By the way, Amberly’s debut novel, Rinse and Repeat, will be coming out in January from Dreamspinner Press, just in time for her to finish her bachelor’s degree in Communication. I’ve read parts of this book and I think it’s delightful: Groundhog Day meets Quantum Leap.

More coping beans returned: The single intersection I must pass through between home and work has been under construction for 10 months, but they painted the lines and took away the orange cones today. This should cut my commuting time in half.

Now all I have to do is cut back work hours to 40 per week, wean Spooky Man from needing me to pick up something from the store every bleeping day, and get all the furry children cycled through their immunizations by Christmas.

NanoWriMo: 5 days in, only 1,000 words. I am sooooo behind.

Who would have thought cancer treatment would have been the easiest part of the year?

Saga of the Subaru

Huzzah!
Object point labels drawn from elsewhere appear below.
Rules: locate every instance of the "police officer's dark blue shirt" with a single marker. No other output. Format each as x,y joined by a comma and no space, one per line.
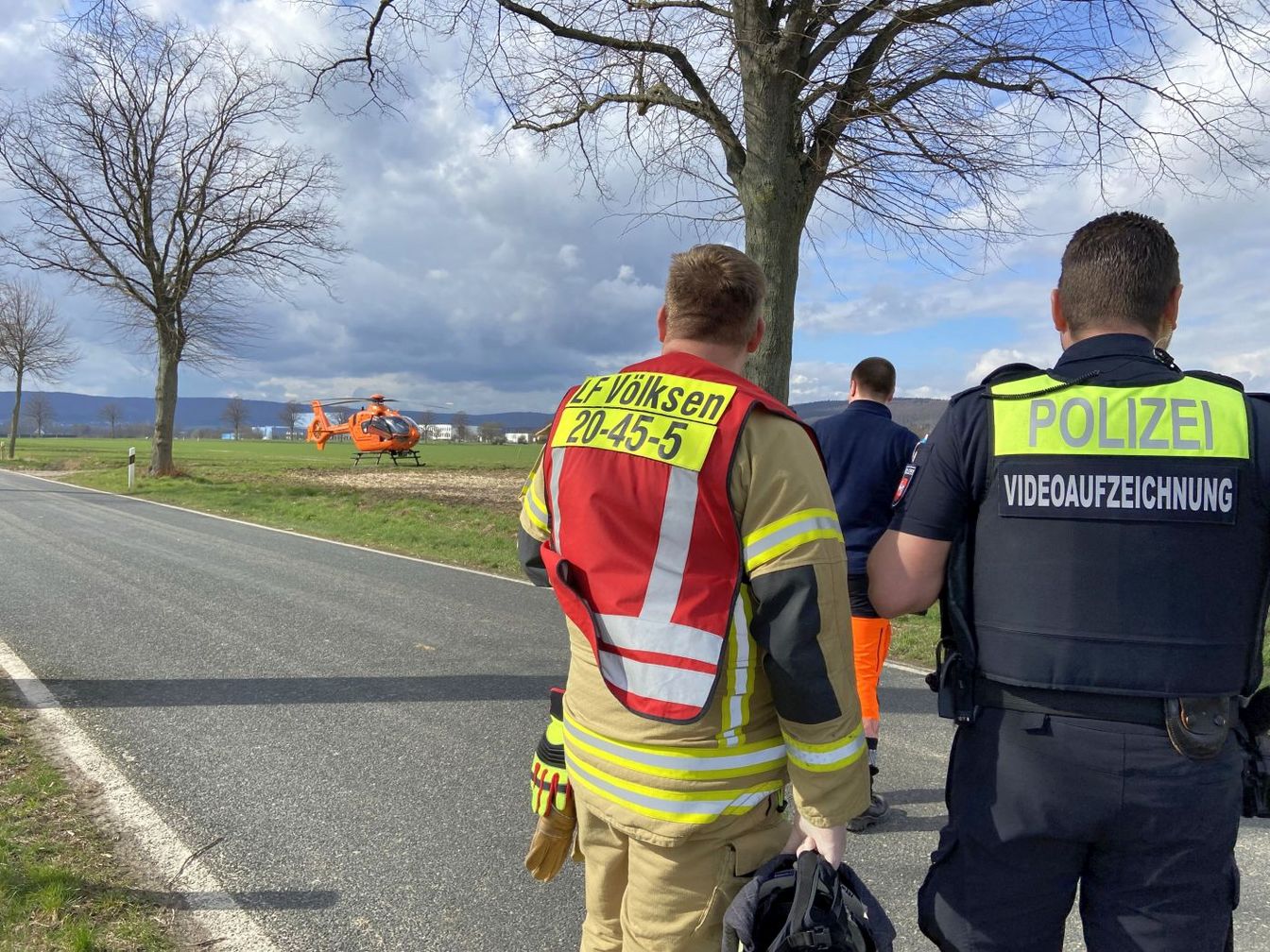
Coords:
952,465
865,453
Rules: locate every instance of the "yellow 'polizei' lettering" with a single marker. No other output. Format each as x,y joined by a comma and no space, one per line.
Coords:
1192,416
654,416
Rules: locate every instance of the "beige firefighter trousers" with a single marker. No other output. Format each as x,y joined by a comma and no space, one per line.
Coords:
642,897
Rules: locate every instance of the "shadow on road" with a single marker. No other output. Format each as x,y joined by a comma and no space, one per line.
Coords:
916,795
191,692
262,899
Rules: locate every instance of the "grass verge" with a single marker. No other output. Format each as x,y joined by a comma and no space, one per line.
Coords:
61,888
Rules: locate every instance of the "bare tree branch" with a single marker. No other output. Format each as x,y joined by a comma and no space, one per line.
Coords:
152,174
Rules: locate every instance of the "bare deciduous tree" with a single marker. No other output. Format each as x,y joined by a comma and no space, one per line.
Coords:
111,414
32,343
40,412
235,416
288,414
458,427
901,121
151,173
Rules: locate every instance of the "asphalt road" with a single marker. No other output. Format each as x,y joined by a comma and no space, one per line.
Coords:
357,726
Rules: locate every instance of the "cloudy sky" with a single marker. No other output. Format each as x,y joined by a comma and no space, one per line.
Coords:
491,279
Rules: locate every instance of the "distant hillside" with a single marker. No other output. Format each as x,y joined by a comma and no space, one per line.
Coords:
71,410
196,413
916,413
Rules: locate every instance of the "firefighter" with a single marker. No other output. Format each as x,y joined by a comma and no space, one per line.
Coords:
1101,528
687,530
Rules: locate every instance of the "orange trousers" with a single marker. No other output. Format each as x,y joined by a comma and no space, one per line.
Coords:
871,638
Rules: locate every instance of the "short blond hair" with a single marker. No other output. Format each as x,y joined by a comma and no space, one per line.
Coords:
712,294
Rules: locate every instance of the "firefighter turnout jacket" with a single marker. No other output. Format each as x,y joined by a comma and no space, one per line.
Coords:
691,539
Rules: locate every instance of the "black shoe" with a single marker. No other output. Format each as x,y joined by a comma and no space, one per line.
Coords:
877,811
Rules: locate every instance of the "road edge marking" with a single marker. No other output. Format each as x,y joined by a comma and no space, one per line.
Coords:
273,528
166,857
888,663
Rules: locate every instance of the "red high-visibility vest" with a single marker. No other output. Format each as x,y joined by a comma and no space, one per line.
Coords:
645,552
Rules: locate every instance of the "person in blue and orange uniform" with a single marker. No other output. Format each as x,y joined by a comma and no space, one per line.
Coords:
1103,536
682,517
865,454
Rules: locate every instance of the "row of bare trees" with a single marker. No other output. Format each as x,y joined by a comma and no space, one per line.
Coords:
33,344
151,172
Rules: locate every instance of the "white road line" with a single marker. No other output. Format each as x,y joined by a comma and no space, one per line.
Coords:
163,851
273,528
897,665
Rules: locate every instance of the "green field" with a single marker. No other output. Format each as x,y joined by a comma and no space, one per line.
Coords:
259,457
284,485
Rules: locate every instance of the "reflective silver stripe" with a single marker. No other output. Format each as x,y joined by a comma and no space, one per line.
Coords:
658,682
735,708
849,750
815,523
664,638
557,465
714,808
774,755
672,547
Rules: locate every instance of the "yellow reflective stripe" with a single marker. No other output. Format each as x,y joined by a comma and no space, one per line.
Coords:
676,763
676,807
822,758
1189,417
535,508
779,537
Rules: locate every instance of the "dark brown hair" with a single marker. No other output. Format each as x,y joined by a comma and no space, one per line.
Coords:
877,376
1118,270
712,294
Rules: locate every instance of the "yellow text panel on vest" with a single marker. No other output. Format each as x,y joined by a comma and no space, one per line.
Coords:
1189,417
654,416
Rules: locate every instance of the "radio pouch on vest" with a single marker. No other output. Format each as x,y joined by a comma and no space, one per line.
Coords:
1198,726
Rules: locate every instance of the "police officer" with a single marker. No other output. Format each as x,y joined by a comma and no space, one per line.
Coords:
865,452
683,520
1101,530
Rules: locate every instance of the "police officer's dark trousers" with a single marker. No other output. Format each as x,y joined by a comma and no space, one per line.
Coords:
1040,804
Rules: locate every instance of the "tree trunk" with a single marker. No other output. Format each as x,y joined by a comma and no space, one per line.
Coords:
770,184
165,410
17,410
774,229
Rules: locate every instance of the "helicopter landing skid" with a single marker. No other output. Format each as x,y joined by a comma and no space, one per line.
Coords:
394,454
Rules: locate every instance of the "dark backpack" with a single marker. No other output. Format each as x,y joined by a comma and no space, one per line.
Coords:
804,904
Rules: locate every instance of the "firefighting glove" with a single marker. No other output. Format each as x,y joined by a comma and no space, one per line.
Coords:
551,843
551,799
549,789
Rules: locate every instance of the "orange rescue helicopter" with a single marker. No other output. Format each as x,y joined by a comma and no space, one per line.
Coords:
375,429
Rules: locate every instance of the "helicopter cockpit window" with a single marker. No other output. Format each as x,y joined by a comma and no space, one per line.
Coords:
398,425
387,425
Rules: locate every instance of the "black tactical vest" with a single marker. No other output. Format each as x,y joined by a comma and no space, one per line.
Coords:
1123,543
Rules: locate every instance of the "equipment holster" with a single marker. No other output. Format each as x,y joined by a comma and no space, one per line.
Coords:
1198,726
1256,771
952,681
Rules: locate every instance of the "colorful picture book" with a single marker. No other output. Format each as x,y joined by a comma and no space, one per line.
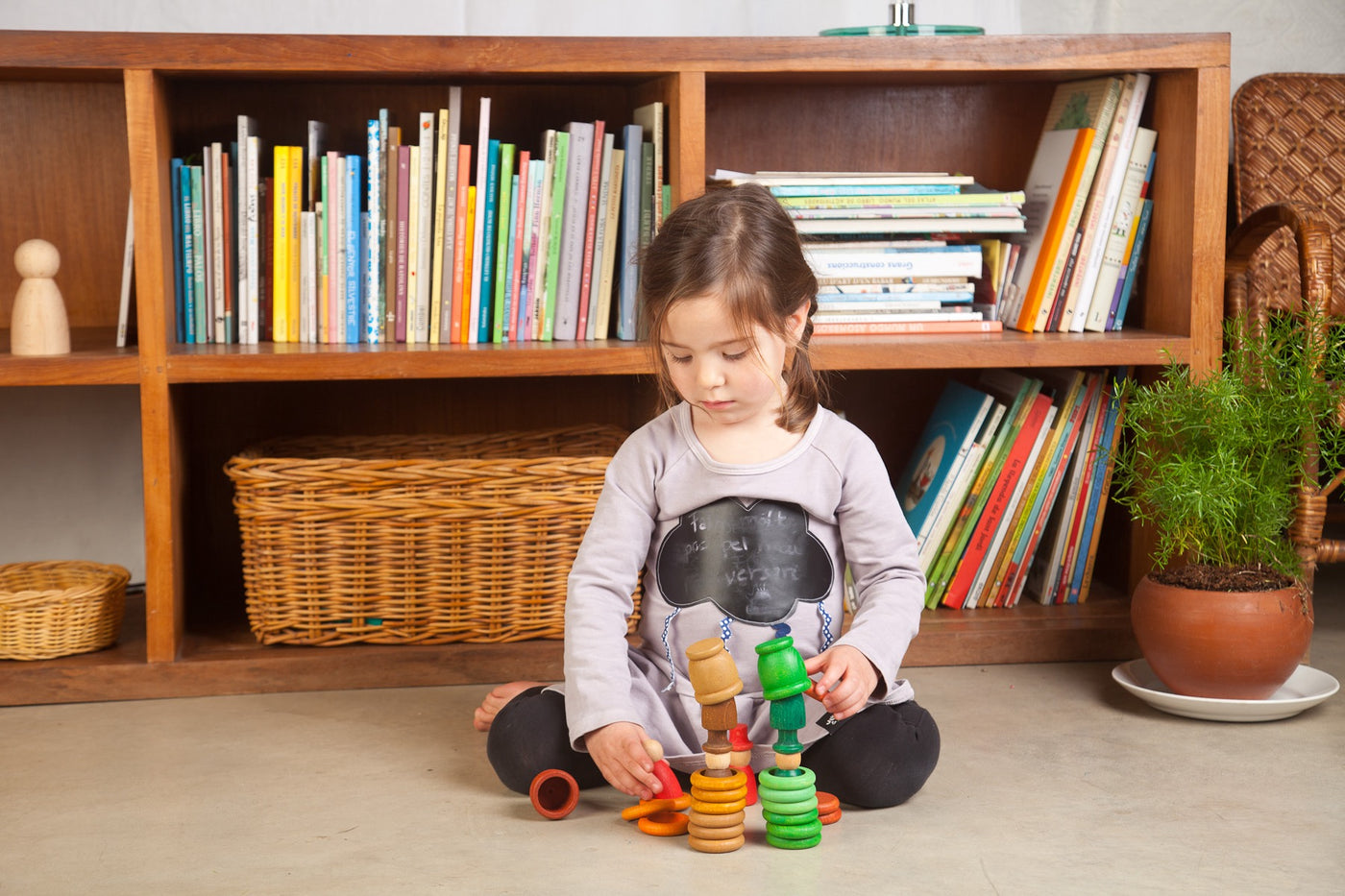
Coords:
416,235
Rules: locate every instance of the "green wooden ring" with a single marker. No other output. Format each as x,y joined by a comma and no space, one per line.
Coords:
795,832
790,809
777,779
780,842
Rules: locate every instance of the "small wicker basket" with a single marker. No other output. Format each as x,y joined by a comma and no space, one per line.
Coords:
56,608
414,540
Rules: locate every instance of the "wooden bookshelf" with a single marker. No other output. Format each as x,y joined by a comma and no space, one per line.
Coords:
105,111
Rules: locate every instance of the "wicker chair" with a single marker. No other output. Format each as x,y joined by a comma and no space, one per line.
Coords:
1288,184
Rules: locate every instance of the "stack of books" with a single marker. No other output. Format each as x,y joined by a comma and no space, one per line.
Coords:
420,237
1008,486
1088,208
900,252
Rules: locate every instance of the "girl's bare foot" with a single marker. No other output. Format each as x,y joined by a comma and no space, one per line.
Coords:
484,714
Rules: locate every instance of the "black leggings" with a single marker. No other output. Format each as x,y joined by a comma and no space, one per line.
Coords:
876,759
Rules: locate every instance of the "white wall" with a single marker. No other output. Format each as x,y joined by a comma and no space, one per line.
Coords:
70,458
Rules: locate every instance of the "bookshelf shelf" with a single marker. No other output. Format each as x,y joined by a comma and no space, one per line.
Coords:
121,105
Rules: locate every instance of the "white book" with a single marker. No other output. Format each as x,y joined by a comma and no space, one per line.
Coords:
935,261
413,245
483,141
571,265
306,276
246,127
1110,197
537,272
128,258
1113,251
424,183
604,191
336,183
451,140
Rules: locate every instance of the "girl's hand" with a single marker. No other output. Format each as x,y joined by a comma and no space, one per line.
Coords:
847,680
621,755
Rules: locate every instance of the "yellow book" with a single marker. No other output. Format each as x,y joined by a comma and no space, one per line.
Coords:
1060,159
295,206
436,292
280,245
467,264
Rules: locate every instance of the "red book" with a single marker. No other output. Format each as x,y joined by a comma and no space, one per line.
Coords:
994,512
591,230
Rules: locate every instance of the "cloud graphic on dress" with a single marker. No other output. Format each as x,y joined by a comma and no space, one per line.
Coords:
752,561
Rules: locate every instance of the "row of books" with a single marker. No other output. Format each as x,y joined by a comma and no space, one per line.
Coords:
1008,486
427,240
1087,206
897,252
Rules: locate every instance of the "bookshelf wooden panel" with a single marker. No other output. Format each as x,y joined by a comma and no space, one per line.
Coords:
114,108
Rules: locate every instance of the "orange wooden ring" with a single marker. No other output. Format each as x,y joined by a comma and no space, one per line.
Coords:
701,819
720,809
663,824
713,833
648,808
716,845
728,782
720,795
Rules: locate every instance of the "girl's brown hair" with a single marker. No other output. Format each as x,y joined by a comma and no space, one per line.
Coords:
739,244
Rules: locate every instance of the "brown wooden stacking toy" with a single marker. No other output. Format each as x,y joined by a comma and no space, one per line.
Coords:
719,794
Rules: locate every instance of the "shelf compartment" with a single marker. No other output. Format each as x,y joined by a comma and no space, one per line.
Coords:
232,662
93,361
272,362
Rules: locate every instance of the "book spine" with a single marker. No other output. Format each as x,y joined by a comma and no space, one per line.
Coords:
178,291
354,233
404,200
448,325
503,231
201,328
488,208
1127,285
373,247
440,208
553,237
905,327
479,218
518,218
574,227
424,229
459,264
595,184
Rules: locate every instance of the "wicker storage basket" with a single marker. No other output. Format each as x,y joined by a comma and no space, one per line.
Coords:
416,540
56,608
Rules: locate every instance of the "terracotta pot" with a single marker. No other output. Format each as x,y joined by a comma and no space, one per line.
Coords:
554,794
1217,643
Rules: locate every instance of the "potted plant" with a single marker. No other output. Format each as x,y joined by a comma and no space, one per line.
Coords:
1217,467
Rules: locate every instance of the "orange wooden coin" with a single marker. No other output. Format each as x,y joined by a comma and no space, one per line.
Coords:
663,824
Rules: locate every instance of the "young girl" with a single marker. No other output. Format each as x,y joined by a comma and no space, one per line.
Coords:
743,503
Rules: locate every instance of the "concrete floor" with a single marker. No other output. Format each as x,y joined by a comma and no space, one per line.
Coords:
1052,781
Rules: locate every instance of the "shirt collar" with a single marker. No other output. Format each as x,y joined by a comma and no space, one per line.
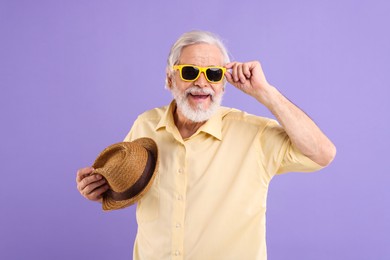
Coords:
213,126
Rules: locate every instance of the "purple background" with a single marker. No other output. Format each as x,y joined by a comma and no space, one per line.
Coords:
75,74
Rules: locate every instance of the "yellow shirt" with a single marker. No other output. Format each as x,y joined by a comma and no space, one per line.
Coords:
209,197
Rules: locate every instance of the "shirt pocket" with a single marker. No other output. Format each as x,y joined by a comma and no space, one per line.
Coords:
148,206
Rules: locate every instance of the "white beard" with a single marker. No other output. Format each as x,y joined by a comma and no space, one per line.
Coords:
199,114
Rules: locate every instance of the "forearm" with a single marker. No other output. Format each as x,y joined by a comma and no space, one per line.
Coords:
304,134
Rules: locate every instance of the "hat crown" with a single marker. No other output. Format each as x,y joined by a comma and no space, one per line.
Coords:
122,165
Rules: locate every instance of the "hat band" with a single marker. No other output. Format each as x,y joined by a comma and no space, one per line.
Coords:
139,185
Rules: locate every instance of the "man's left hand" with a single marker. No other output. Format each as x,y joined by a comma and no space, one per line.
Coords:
249,77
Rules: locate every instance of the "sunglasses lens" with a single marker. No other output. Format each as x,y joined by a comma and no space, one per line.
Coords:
214,74
189,73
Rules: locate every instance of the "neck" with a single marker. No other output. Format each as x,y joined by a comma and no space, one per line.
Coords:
185,126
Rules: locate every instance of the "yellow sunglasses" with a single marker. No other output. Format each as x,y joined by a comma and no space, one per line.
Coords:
214,74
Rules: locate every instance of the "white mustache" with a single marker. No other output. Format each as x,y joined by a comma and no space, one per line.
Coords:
199,91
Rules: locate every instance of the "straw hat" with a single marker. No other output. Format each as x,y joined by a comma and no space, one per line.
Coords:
130,169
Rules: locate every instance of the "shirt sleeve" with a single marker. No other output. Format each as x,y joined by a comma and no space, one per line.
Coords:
279,154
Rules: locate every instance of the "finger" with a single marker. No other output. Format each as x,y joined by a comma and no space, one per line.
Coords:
235,72
98,192
88,181
82,173
91,187
240,74
246,70
230,65
228,76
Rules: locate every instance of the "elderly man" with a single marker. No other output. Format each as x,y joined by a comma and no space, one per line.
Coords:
209,198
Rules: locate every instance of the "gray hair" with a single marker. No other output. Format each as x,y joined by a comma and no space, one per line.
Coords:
194,37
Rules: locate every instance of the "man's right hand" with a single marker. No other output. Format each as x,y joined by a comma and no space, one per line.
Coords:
91,186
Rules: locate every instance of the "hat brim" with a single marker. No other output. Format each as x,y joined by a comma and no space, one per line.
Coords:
110,204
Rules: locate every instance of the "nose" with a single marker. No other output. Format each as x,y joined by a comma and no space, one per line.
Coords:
201,81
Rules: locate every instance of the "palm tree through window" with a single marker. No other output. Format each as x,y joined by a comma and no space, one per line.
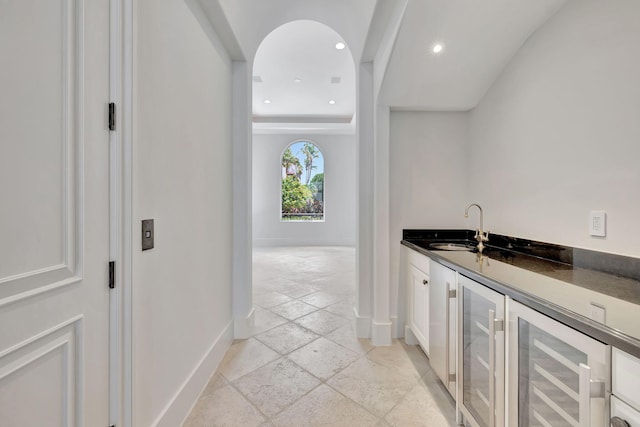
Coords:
302,183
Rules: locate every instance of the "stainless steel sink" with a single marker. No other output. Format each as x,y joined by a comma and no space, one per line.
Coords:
451,247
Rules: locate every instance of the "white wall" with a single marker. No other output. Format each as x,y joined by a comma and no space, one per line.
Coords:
182,178
339,227
428,182
558,134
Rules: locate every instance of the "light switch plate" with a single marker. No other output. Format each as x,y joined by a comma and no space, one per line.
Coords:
598,223
147,234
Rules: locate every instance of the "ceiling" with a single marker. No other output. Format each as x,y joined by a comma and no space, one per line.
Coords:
303,77
479,36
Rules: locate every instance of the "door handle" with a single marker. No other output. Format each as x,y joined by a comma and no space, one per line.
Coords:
588,389
494,325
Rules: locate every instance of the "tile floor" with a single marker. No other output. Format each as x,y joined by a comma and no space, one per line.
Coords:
303,366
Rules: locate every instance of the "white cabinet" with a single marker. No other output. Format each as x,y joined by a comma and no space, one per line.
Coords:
481,354
557,374
625,372
442,323
418,298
I have new head gaskets. Yes, plural. I have a ’98 Subaru Outback that has a 2.5L “Boxer” engine. The boxer engine is flat, with opposing cylinders, two to the east and two to the west as you’re looking under the hood. That means it has two heads. And that, my friends, means it requires two head gaskets. It’s a lovely engine when it works properly.

However, if one ever needs to replace the head gasket, say, because of the well-documented Boxer 2.5L phase I engine internal head gasket leak (Google Subaru head gasket and you’ll find out exactly what I’m talking about), it’s double the fun.

But wait, there’s more, as if that already wasn’t more than any sane human being would want to know about my car.

After three and a half days and >$2,000 paid, the car wouldn’t start at the garage. I had to go back into the office, stifle my hysterical giggling (I laugh when I’m stressed, it’s one of my mutant talents) and explain to the service writer that the car wouldn’t start.

It turned out to be a loose screw and took maybe fifteen minutes to find and fix. Well, specifically, it was the bolt holding the main block ground wire.

If the ground wire doesn’t have a good connection to the block, the starter can’t get spark to the coil and the engine will sit there waiting until maybe you taser its metallic behind.

After the bolt was fixed, Subie and I went to the store, got a latte, waited in the construction zone traffic and went home, all without the temperature gauge even considering doing anything warmish.

So. At last I’ve recovered the “worrying about the car” coping beans and I can get back to Open Mike Night at the Bebop and figure out what happens to Glitch and Travertine.